Marpol regulations regarding discharge of oil in sea water are becoming stringent day by day. For this purpose Oily water seperators have become compulsory on all types of ships. OWS is used to treat the oil-water mixture from bilge spaces (read about bilge water here), oil tanks or any compartment in the ship which has accumulated water, before discharging it to the sea. According to one of the annexure of Marpol, water that has to be discharged should contain less than 15 parts per million of oil. OWS is used to attain this.
Almost all OWS use gravity system for the separation of water from oil. This method allows the system to bring down the PPM (parts per million) number to 100, which is not enough. For this purpose, all OWS are equipped with a filtration system to bring down the PPM level. The PPM is measured with an instrument which is similar in working to the Salinometer used to check salt ppm.
In this article we will learn about the working of such an oily water separator which has two units- A separator unit and a filtrating unit.
Construction and working- The separator unit
The Separator unit itself consists of two parts. The first part consists of a coarse separating compartment with an inlet for the oil-water mixture. The oily water mixture enters the compartment through the inlet pipe.Some of the oil molecules due to their lower density will separate and rise to the top of the mixture into an oil collecting compartment.
The remaining oil leaves the compartment, from an outlet provided at the bottom of the chamber to the second part which is a fine separating compartment. This compartment has stationary catch plates arrangement fixed at the center of the compartment as shown in the figure. The oil mixture flows slowly between the catch plates. The oil from the mixture will stick to the underside of the catch plates and slowly move outwards to rise at the top of the mixture and gets collected in an oil collecting space.
The clean water which has PPM of around 100, flushes out of the compartment through a pipe attached at the center of the compartment. All the oil collecting compartments are provided with heating coils or a steam inlets for heating the oil to facilitate a free flow. The air produced is released through a vent provided at the top of the compartment. The mixture is then passed to the filteration unit.

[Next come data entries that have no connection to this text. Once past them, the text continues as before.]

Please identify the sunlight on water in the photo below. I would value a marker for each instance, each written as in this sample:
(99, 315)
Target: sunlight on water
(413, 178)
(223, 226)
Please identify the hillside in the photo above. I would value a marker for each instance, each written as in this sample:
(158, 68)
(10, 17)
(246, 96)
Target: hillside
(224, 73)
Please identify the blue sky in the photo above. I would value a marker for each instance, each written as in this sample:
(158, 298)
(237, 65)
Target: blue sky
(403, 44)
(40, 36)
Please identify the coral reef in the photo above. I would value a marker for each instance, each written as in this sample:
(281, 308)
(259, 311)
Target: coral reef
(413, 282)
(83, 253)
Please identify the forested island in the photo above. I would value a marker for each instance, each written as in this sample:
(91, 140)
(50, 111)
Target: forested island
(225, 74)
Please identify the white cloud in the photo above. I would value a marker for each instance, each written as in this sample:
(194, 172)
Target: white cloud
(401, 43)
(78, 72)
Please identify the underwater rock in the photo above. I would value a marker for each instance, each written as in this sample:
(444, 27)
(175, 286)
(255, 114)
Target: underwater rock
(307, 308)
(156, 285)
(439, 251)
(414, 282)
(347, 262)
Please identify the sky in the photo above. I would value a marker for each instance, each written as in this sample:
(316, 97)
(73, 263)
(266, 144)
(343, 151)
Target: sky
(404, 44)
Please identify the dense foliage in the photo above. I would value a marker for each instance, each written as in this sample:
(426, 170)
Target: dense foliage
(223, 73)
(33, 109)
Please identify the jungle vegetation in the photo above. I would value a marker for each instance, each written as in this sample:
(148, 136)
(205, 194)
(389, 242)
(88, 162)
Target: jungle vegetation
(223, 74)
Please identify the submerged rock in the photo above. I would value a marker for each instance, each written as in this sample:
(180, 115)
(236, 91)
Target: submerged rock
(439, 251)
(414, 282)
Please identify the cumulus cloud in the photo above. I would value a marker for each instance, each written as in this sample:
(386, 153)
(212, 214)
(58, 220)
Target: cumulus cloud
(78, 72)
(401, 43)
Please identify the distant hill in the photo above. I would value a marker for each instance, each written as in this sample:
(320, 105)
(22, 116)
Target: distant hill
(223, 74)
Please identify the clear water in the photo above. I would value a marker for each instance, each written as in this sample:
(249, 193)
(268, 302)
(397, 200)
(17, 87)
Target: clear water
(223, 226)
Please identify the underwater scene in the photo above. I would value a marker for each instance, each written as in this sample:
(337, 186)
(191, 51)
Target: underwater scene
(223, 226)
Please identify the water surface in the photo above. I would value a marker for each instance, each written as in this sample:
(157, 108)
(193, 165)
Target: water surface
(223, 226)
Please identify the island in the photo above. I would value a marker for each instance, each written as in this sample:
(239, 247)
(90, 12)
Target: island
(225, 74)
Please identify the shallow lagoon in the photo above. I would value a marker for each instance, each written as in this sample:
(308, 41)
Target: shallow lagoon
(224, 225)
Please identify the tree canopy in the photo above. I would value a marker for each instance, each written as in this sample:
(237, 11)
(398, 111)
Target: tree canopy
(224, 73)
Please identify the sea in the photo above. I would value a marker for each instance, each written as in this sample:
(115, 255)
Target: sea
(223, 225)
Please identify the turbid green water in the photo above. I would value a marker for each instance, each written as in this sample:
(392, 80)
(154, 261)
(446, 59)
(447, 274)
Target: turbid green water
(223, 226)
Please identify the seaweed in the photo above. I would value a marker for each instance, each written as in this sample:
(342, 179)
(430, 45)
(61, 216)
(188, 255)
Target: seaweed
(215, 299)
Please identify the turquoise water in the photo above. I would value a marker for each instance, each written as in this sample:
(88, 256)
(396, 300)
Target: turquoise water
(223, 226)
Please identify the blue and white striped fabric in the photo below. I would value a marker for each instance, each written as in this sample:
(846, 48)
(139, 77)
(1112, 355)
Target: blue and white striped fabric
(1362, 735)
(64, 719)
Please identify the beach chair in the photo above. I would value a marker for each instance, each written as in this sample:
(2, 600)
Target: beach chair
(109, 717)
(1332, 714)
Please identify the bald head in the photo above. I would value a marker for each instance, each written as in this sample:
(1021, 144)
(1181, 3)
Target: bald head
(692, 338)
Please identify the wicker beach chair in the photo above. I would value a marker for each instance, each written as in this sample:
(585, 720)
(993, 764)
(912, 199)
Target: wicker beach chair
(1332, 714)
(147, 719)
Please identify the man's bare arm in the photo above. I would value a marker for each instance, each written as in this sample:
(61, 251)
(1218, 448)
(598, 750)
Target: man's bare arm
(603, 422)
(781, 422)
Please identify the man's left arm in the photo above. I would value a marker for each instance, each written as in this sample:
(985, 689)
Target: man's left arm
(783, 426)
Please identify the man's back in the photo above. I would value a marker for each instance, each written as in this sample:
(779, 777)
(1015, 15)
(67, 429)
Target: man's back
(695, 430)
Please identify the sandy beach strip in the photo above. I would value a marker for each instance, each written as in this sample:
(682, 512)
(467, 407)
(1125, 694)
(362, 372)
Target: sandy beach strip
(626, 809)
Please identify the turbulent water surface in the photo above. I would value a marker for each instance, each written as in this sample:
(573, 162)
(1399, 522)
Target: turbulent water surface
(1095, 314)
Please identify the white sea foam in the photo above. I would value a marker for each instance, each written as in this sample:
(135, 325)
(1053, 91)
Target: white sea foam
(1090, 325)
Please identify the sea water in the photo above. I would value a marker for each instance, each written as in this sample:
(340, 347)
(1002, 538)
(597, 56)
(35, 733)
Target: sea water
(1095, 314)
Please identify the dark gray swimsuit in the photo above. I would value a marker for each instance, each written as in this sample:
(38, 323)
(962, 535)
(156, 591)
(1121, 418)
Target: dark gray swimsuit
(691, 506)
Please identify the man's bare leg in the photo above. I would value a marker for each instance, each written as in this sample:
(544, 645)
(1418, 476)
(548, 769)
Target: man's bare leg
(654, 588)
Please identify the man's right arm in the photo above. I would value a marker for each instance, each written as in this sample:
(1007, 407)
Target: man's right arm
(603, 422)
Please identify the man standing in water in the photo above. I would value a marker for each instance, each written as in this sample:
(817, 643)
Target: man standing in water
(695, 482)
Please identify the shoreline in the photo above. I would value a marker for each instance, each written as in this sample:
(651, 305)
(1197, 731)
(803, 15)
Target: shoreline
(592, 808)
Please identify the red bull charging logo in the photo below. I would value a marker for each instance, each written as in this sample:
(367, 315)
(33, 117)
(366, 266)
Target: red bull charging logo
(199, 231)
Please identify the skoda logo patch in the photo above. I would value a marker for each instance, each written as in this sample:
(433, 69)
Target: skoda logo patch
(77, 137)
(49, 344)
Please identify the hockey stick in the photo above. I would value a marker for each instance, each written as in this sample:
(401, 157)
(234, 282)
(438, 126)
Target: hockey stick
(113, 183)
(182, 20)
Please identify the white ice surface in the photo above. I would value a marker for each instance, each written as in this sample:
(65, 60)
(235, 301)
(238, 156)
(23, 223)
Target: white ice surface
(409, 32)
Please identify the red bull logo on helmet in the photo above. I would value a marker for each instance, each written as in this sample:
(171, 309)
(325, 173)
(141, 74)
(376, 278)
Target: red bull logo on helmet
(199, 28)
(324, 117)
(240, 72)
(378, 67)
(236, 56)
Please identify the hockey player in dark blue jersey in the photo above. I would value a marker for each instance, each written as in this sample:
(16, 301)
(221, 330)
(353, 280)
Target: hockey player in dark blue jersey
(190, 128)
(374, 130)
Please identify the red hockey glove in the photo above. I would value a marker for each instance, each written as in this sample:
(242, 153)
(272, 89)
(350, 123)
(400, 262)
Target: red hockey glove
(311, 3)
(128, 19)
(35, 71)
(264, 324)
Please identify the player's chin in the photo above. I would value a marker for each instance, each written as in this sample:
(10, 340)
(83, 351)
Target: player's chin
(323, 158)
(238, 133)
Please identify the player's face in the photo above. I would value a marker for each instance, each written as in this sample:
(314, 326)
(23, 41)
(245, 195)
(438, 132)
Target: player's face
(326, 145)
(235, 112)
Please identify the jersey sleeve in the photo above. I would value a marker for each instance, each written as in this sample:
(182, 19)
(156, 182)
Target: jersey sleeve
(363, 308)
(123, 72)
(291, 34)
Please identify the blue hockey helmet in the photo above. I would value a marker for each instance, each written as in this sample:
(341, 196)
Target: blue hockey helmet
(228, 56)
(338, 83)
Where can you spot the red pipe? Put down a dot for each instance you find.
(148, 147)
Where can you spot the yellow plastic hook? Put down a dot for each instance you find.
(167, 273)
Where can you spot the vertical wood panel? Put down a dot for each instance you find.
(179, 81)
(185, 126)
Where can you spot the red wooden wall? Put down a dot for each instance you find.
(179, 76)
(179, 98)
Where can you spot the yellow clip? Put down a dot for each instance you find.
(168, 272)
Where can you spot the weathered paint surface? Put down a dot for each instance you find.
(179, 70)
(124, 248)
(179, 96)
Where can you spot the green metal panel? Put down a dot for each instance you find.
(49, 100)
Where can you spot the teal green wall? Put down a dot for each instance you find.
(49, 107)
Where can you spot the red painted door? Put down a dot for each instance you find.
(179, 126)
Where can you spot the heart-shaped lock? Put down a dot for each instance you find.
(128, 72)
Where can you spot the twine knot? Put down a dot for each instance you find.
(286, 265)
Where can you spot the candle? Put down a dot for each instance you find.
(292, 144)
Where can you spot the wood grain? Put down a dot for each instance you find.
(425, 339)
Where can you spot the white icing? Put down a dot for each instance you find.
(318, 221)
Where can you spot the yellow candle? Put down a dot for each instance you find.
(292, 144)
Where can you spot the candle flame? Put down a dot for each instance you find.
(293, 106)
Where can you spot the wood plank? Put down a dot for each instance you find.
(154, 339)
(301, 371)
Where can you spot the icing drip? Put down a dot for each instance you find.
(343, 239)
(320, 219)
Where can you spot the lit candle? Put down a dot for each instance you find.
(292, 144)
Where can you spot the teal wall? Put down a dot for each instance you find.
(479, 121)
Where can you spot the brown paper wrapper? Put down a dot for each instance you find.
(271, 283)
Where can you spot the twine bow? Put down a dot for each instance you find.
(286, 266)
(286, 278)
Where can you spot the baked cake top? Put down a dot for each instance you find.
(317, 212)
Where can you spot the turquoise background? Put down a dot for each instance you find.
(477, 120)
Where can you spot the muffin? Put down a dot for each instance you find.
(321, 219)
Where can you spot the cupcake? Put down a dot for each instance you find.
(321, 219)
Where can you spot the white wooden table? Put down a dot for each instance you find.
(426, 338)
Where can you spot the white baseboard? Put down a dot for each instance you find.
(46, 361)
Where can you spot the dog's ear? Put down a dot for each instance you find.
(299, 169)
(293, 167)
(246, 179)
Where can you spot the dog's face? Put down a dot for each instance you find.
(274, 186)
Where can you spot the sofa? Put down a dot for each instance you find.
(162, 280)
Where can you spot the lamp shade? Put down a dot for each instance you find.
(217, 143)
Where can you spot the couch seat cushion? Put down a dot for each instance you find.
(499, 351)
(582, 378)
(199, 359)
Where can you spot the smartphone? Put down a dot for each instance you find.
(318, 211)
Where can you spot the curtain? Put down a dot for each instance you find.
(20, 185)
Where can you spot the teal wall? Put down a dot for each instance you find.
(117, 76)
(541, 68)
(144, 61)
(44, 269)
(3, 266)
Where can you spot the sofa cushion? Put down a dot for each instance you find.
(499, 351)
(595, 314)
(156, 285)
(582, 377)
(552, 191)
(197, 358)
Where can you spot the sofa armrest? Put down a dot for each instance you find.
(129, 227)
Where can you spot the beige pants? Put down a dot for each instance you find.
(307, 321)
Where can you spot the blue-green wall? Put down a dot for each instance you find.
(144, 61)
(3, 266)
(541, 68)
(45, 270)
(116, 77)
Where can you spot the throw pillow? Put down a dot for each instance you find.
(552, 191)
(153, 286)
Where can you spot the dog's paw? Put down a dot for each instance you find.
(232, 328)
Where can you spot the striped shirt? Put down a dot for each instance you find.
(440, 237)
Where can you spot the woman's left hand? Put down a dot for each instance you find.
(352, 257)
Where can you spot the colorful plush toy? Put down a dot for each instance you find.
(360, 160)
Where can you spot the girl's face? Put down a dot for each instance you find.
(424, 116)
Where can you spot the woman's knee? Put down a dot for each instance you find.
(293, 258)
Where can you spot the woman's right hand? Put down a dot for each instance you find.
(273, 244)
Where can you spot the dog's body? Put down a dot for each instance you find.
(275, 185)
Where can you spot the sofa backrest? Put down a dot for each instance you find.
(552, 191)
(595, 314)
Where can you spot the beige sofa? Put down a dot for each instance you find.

Construction and working - The filtrating unit
The water that comes out of the separating unit generally has a PPM level of 100 or less. To reduce the PPM level, it is passed to the filtrating unit. The filtrating unit also consists of two stages.
When the water enters the first stage, solid particles and physical impurities are removed with the help of filter units. These impurities settle at the bottom of the compartment and are removed later. The water then passes through the second stage for complete removal of oil. The second stage uses coalescer inserts to achieve this. Coaslescer induces coalescence process between the oil particles. Due to this process the surface tension between the oil molecules in the mixture breaks down which makes them to stick together to form larger molecules. This large oil molecules then rise to the top of the mixture to get collected in the collecting chamber.
The collecting chamber is emptied as and when require. The filter units are to be changed generally once a week. The OSW system is fixed with a PPM monitoring device which keeps a continuous check on the discharged water's PPM level. The system raises an alarm, in case the PPM level goes above 15.
According to Marpol, this PPM monitoring device is also compulsory on ship along with the OWS.